American troops inside and around the camp, despite having spent months witnessing the horrors of war up close, were enraged at what they discovered at Dachau. It was difficult to contain one’s emotions. After the war, many tried to snuff out the ghastly memories that had been created there.

Liberation at last

As the American liberators entered Dachau, they were met with cries of “Long live America” and “God bless America” from the skeletal figures within. Some of the stronger prisoners even managed to hoist a few GIs up on their shoulders. Food and medical supplies were rushed to the area. Even still, inmates continued to die daily, in significan­t numbers, for some time after being set free. Many were just too sick and weak to survive.

Men of the 157th, who had mostly been fighting just to survive and get back home alive, suddenly realized what they had been fighting for. One of the members of the unit told a war reporter, “I’ve been in the Army for 39 months. I’ve been overseas in combat for 23. I’d gladly go through it all again if I knew that things like this would be stopped.”

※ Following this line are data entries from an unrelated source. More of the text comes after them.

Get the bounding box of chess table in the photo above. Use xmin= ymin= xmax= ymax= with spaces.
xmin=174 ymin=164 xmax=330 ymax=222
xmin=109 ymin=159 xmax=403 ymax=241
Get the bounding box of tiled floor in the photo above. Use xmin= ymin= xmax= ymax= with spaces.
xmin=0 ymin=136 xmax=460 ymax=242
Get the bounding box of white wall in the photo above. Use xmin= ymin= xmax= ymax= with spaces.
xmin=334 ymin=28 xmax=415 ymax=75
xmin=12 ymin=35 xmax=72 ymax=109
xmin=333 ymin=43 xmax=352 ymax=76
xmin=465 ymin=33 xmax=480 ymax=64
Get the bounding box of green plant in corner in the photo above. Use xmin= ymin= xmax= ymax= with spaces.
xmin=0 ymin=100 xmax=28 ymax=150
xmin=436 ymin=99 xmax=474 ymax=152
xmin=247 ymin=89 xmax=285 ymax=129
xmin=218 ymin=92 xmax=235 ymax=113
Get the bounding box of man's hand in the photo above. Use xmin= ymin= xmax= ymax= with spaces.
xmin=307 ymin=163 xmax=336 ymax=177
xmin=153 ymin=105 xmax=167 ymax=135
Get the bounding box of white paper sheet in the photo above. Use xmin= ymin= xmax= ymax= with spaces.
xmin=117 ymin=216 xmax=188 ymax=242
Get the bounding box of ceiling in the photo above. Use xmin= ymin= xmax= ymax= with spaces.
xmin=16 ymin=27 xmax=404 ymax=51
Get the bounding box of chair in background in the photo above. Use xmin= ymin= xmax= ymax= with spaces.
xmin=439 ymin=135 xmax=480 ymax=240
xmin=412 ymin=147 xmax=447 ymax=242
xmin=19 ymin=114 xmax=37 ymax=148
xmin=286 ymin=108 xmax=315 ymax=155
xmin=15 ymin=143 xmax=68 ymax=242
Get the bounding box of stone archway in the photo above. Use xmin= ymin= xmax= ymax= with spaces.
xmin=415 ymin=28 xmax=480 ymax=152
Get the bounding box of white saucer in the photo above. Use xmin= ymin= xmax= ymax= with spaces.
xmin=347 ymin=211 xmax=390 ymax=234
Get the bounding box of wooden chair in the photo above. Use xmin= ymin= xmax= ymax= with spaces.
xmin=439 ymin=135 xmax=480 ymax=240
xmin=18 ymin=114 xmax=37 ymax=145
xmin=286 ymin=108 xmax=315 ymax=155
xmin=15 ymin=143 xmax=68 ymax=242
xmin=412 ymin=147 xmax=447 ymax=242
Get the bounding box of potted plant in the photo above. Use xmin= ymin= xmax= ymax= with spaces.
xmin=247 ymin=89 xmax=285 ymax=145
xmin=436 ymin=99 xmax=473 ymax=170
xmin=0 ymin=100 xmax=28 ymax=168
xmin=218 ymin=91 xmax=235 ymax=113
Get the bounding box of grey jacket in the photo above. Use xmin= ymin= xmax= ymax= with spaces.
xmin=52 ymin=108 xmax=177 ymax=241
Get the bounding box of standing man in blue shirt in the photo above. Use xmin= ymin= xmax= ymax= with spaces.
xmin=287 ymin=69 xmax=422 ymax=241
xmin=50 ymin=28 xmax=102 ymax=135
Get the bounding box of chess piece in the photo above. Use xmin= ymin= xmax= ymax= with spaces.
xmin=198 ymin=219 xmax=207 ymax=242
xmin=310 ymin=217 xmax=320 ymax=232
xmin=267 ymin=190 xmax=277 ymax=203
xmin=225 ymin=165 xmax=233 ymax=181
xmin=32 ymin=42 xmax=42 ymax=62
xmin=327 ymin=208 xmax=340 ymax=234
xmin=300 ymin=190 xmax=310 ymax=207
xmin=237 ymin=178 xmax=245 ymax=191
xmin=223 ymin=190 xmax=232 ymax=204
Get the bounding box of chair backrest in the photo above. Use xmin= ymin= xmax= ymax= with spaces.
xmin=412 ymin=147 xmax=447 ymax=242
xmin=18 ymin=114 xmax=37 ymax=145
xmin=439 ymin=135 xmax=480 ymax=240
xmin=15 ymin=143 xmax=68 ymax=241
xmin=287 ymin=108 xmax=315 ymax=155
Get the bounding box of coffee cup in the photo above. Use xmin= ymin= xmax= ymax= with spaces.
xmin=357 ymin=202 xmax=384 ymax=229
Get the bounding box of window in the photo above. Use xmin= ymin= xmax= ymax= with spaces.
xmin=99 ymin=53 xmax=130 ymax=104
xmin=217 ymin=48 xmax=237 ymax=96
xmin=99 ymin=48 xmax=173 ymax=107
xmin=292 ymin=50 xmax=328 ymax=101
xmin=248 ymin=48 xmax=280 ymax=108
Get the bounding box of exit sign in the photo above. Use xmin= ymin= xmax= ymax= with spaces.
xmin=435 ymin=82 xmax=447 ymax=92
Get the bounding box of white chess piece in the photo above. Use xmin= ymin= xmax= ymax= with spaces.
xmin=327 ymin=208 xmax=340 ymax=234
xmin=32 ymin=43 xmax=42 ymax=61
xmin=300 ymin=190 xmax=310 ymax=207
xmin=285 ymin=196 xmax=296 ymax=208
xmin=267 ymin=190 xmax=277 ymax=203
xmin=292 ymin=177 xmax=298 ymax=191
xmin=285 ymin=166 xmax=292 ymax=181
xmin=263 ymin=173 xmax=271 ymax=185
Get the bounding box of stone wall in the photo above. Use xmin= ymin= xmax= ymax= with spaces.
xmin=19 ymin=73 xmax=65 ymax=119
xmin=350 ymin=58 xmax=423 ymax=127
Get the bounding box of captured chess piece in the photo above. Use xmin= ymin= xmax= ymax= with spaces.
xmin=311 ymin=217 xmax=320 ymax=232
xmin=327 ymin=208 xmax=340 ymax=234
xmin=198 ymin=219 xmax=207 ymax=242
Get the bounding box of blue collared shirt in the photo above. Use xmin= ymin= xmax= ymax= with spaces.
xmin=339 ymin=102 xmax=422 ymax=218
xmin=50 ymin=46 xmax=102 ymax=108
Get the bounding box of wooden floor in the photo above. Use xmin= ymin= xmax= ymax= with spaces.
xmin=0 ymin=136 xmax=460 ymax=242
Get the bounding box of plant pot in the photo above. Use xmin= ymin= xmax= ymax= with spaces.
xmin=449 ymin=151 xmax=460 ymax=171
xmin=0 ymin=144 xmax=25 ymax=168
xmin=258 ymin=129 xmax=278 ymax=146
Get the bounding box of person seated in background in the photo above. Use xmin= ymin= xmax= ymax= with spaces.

As the older Jewish gentleman, himself a survivor of Dachau, talked to me and the young Marines on that beautiful summer day some twenty years ago, he emphasized two things. First, don’t forget what happened here. Remember the Holocaust, Nazi Germany’s systematic genocide campaign which succeeded in snuffing out the lives of 6 to 7 million European Jews.

Then, he implored us, don’t forget your rich heritage as members of the U.S. Armed Forces. Follow the noble example of the men who liberated Dachau, men who fought not to seize and occupy, but to set free .... 75 years ago.